Dr. Inaya Rakhmani is the Director of Asia Research Centre, Universitas Indonesia. Rakhmani uses cultural political economy to study media and communications as well as knowledge and information in order to explain broader capitalist changes. She is deeply concerned about social sciences, social inequalities and democratic developments. She has been researching the role of social and mass media in hindering democratic developments; in Indonesia, with comparisons to India, Egypt, and Turkey (from 2015 to now). She is concerned with the fact that social sciences and humanities are at times disconnected to the needs of the people, both in long term analysis and short term responsiveness. Since 2014, she has been mapping the structural barriers of social scientists to carry out critical research in Indonesia and Southeast Asia. She has also been actively engaging with local, national, and global policy makers to make the issue better known. She believes that social problems are multi-dimensional, hence collaboration with inter-disciplinary approaches are crucial. Her work has been publishes at at the Journal of Contemporary Asia, Journal of Current Southeast Asian Affairs, the Trans-Regional and -National Studies of Southeast Asia (TRANS) and she also the author of ‘Mainstreaming Islam in Indonesia: Television, Identity and the Middle Class’ published by Palgrave MacMillan, 2016. She is currently finalising leading a study on social sciences and policy responses in Southeast Asia (eleven countries) in partnership with the Global Development Network and the IDRC. She is also an honorary member of the Indonesian Young Academy of Sciences (ALMI).
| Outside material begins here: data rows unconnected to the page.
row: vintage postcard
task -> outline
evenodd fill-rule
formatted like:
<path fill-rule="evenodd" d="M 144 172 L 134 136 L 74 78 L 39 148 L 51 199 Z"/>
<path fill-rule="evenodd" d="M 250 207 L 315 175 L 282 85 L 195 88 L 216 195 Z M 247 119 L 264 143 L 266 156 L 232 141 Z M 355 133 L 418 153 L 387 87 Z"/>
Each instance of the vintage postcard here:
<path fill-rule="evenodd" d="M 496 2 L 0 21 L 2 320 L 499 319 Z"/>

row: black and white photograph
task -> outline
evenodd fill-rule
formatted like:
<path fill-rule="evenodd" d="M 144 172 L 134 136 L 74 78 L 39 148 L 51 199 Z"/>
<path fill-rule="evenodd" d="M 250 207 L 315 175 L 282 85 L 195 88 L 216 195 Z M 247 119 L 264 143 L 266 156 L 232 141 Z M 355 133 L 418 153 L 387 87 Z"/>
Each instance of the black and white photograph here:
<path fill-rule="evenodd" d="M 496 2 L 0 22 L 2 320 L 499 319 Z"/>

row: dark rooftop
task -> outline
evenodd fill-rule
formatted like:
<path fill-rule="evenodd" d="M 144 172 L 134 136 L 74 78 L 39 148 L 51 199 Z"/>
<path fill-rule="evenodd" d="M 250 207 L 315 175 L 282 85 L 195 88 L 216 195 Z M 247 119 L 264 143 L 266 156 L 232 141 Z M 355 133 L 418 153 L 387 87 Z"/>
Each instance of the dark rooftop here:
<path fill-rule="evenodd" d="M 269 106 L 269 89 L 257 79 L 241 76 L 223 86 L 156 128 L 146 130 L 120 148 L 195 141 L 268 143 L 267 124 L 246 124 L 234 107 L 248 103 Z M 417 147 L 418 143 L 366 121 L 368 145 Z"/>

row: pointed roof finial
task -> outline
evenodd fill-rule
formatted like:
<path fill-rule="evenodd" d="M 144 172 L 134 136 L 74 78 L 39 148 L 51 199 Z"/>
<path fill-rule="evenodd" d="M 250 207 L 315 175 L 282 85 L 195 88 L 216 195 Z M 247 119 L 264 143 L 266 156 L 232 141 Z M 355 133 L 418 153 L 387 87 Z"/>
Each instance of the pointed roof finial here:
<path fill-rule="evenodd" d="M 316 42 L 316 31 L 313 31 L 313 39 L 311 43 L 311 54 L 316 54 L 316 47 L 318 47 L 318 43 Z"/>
Suraya Afiff earned her doctorate in Environmental Science, Policy, and Management from the University of California, Berkeley. She is currently an associate professor in the anthropology department and the chair of the Indonesian Anthropological Association (AAI) for the years 2021-2026. She investigates human-environment interactions using a political ecology approach. Her research interests include the problem of unequal access to and control over land and natural resources, right-based development, Reducing Emissions from Deforestation and Forest Degradation (REDD), and Indonesian agrarian and environmental movements. Migration-Plantation nexus, as well as agrarian reform and social forestry, agrarian conflict resolution, peat forest management and forest fires, and the problem of displacement in development projects, are among her current research topics.

Diatyka earned her PhD at the Asia Institute, University of Melbourne. Her doctoral research investigates the expansion of precarious work arrangements tied to the gig economy and its effects on workers’ subjective experience, identity formation, and organising propensity in Indonesia. She is also a faculty member at the Department of Sociology, Faculty of Social and Political Sciences, Universitas Indonesia. She published in outlets like the Jakarta Post, the Conversation, Indonesia at Melbourne, and others. One of her articles, ‘Jakarta’s Precarious Workers: Are They a New Dangerous Class’? was published by Journal of Contemporary Asia in 2017.

Evi is an Associate Professor in Gender Studies at the Department of English, Universitas Negeri Malang (UM), Indonesia. She is also a member of Indonesian Young Academy of Sciences (ALMI). Her current research includes GESI in film education in Indonesia, GEDSI in Indonesian higher education and research ecosystem, marriage patterns and social change in Indonesia, and representations of gender in Indonesian popular culture.

Endah Triastuti receives her PhD degree from University of Wollongong, NSW Australia. She is now a lecturer at Department of Communications at Universitas Indonesia since 2009. Her research interests are media anthropology, digital ethnography, as well as media and minority.